23 屍人釣り
ジャックは窓を開け、ひょいと下を覗き込み、ひええ、とわざとらしい声を上げた。
「暴れまわったせいで、下も屍人の群れだぜ、うじゃうじゃいやがる」
「扉が開かなくても逃げ場所がなくて餓死だな」
エマは笑いながらそう言い、空いている椅子に座る。朽ち果てていた椅子は大きく軋み、僅かに沈み込んだ。
「そんな冗談言ってる場合じゃないでしょ!」
怒ったのはやはり、リルベルだった。彼女は一つに縛った緑髪を振り回すように部屋の中を駆けて横切り、アリスの傍へ行く。
「何か良い案ない?」
「結局他人頼りじゃん」
「あんたも考えなさい!」
エマは口を挟めば、リルベルはそれを冷静に叱咤する。エマは肩を竦め、椅子から降りると、ジャックの傍へ行った。
「どいて」
言いながらその背中を押せば、何故か優雅に階下の景色を見ていたジャックはびくっと身体を竦ませ、飛び退ってエマと距離を取った。
「突き落とす気か! あと触るな!」
「注文が多い。……ここに排水管がある。それを昇る」
建物には大概、屋根や屋上に溜まった水を吐き出す為の管がある。それがなければ、特に屋上がある建物の場合は、屋上に溜まった水が勢いよく流れ出してしまうからだ。その排水管を壁に設置する為の道具、それが上へ昇る足場代わりになる。
「あぁ……子供の頃、よく昇ったわ」
はは、と乾いた笑いをリルベルが上げる。
エマだってもっと幼かった頃に同じようなことをした経験がある。もちろん、排水管の留め具は人間が昇るように作られているわけではない。身軽なエマでも何度か地面に落とされたし、さらには力を入れて留め具を握ると、たちまち壊れてしまったりした。
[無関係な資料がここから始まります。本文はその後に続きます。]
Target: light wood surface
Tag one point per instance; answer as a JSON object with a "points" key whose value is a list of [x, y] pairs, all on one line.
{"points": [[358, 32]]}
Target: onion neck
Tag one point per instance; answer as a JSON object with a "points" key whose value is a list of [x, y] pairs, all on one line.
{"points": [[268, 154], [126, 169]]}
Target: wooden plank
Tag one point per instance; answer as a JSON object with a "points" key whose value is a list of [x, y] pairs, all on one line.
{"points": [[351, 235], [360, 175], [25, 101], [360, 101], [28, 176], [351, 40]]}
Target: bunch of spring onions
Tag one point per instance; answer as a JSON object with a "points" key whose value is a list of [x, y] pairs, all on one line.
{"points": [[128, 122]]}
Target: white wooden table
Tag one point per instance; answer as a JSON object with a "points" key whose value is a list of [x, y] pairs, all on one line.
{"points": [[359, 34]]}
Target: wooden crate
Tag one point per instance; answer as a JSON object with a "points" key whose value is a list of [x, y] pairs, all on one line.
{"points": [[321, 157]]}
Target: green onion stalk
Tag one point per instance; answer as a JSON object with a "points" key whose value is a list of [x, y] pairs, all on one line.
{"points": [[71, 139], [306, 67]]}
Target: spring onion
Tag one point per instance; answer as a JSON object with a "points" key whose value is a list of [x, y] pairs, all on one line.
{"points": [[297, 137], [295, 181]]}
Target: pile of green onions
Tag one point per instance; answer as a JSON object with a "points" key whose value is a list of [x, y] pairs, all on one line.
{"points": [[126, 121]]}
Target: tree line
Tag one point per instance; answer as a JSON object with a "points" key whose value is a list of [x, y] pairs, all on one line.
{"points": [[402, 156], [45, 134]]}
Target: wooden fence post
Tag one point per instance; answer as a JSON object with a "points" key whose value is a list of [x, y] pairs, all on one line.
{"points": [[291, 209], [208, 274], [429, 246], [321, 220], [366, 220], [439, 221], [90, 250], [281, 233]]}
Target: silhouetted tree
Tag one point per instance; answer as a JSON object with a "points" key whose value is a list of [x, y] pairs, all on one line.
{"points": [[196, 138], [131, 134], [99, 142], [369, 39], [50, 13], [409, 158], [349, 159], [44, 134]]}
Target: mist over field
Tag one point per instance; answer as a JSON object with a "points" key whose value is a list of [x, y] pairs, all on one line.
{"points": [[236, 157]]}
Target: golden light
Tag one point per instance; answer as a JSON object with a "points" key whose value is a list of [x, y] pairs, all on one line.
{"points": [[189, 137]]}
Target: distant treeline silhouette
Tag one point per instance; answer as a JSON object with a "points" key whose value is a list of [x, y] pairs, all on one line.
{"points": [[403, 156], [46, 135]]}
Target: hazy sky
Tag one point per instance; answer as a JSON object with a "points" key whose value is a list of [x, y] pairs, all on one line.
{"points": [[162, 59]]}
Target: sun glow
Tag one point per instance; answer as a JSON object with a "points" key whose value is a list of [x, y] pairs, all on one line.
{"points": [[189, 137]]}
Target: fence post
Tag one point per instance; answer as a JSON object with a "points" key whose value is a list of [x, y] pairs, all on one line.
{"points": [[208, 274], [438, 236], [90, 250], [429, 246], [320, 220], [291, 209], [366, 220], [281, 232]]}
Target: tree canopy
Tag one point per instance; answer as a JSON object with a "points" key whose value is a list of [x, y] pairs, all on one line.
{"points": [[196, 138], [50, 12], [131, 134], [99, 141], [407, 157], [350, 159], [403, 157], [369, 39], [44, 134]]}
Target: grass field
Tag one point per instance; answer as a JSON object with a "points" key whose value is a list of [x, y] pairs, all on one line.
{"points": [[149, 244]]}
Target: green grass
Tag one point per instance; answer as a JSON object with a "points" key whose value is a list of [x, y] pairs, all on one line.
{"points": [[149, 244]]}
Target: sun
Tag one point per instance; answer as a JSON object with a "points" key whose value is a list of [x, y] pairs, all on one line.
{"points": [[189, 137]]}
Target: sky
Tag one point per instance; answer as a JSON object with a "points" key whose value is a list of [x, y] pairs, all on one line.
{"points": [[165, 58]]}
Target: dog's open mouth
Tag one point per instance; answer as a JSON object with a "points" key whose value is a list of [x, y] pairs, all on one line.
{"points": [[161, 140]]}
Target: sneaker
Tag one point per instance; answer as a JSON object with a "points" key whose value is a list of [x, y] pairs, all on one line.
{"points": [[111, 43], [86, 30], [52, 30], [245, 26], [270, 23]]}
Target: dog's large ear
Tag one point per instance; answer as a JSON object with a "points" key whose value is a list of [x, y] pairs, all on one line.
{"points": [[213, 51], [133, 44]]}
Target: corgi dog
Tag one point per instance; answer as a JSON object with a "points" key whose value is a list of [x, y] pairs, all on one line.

落ちた先がただの地面なら痛いだけで済むが、今は屍人の海だ。一つの間違いが、人生の終わりに繋がる。
リルベルも同じことを思っているようで、彼女の笑い声には渋っている調子が混ざっていた。けれども、エマの狙いは、彼女に排水管を昇らせることではない。
「じゃあ先行くぜ」
こういう時に真っ先に動くのはロバートだ。命知らずの彼は、抵抗もなくひょいと窓枠に昇ると、隣の排水管に足を伸ばす。そして金具に足を乗せると、そのまま上へ昇って行った。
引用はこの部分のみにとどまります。